If training time is limited, using approximate splitting and while optimizing other hyperparameters can result in both faster training and improved accuracy.

About other libraries

In XGBoost, approximated splits can be enabled with tree_method="hist".

LightGBM always use approximated splits.

Distributed training

Distributed training divides the computation cost of training a model over multiple computers. In other words, instead of training a model on a single machine, the model is trained on multiple machines in parallel. This can significantly speed up the training process, as well as allow for larger datasets to be used. On small datasets, distributed training does not help.

Number of trees

The training time is directly proportional to the number of trees. Decreasing the number of trees will reduce the training time.

Candidate attribute ratio

Training time is is directly proportional to the num_candidate_attributes_ratio. Decreasing num_candidate_attributes_ratio will reduce the training time.

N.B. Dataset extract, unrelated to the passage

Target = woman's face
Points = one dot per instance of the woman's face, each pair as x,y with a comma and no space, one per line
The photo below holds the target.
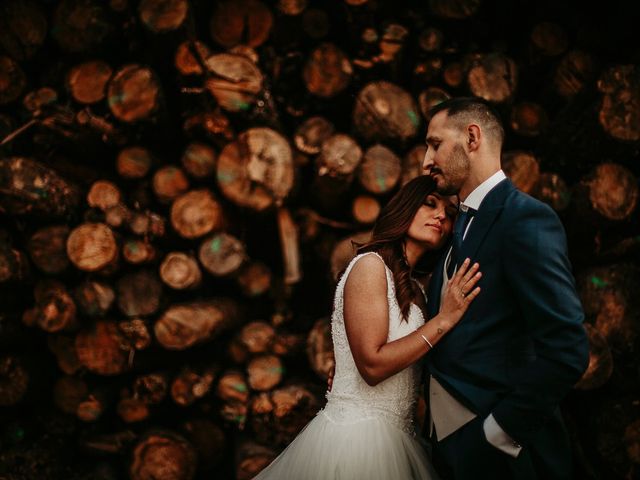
433,221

Disable OOB performances [RF only]

When compute_oob_performances=True (default), the Out-of-bag evaluation is computed during training. OOB evaluation is a great way to measure the quality of a model, but it does not impact training. Disabling compute_oob_performances will speed up Random Forest model training.

Set a maximum training time

maximum_training_duration_seconds controls the maximum training time of a model.

Reduce tested oblique projections

When training a sparse oblique model (split_axis=SPARSE_OBLIQUE), the number of tested projection is defined by num_features^num_projections_exponent. Reducing num_projections_exponent will speed-up training.

Increase number of training threads

The default number of training threads is set to the number of cores on the machine, up to 32. If the machine has more than 32 cores, the number of training threads is limited to 32. In this case, manually setting the num_threads parameter to a larger number can speed up training.

Increase shrinkage [GBT only]

The "shrinkage", sometimes referred to as the "learning rate", determines how quickly a GBT model learns. Learning too quickly typically results in inferior results but produces smaller, faster-to-train, and faster-to-run models. shrinkage defaults to 0.1. You can try 0.15 or event 0.2.